ESA’s Schiaparelli probe all set to land on Mars

ESA’s Schiaparelli probe all set to land on Mars

The European Space Agency’s (ESA’s) ExoMars Trace Gas Orbiter and the Schiaparelli lander will join a fleet of active and aging spacecrafts on the Red Planet.

NASA’s Mars probe Opportunity has already spent more than 4525 days on the red Planet. It is still active and in decent health. However, some of its parts have stopped working. For instance, its right front steering motor is not working and its shoulder can not rotate side to side.

On the planet’s other side, Curiosity has recently embarked on a new extended mission. It has already completed more than 1492 Martian days of operations. The probe is in good health, with all essential instruments still functioning.

However, there has been a troublesome series of short-circuits in the probe’s drill. In addition, its neutron sensor is past its warranted lifetime.

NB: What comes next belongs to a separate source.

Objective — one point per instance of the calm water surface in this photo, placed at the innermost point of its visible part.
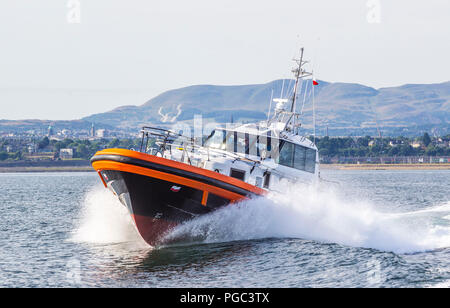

Some probes sent by the United States and other countries like India are orbiting Mars as these probes have been designed to collect data and study Mars from above.

Now, the number of space probes studying Mars is all set to increase as the ESA’s Schiaparelli will join the fleet soon.

The probe, which has been named after Italian astronomer Giovanni Schiaparelli, detached from its mothership on Oct. 16, 2016. Now, both are barreling toward Mars. The Schiaparelli probe is scheduled to make a controlled landing on Wednesday this week, Oct. 19, 2016.